The hijack said to have lasted just 30 seconds, but the hacking attempt is said to have been performed 22 times. On each attempt, the hacker gained control of the processing power of a group of bitcoin miners, redirecting their mining activity towards his private pool. Security researchers say that the hacker was able to pocket a flow of bitcoins and other digital currencies worth roughly $9,000 through the hijacking.

“With this kind of hijacking, you can quite easily grab a large collection of clients,” said Pat Litke, one of the Dell researchers. “It takes less than a minute, and you end up with a lot of mining traffic under your control.”

A technique called BGP is said to have been used, exploiting the border gateway protocol. The hacker took advantage of a staff user account at a Canadian ISP to periodically broadcast a spoofed command that redirected traffic from other ISPs from February throughout May this year. The command, along with miners not checking their rigs to notice the ‘new’ settings, led to the hacker pocketing $83,000 worth of cryptocurrency.

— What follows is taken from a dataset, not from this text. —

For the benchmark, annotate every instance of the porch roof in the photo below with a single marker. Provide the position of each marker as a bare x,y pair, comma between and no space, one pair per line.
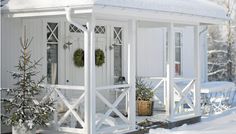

“Some people are more attentive to their mining rigs than others,” said Joe Stewart, a Dell researcher whose own computers were caught up in one victimized mining pool. “Many users didn’t check their setups for weeks, and they were doing all this work on behalf of the hijacker.”

The BGP hijacking method has been discussed as a potential threat to the internet security since 1998. Back then, a group of hackers known as L0pht stated that they could use the attack to take down the entire Internet in 30 minutes. The discussion was followed at the DefCon security conference in 2008 and was later used in 2013 to temporarily redirect a portion of US internet traffic to Iceland and Belarus.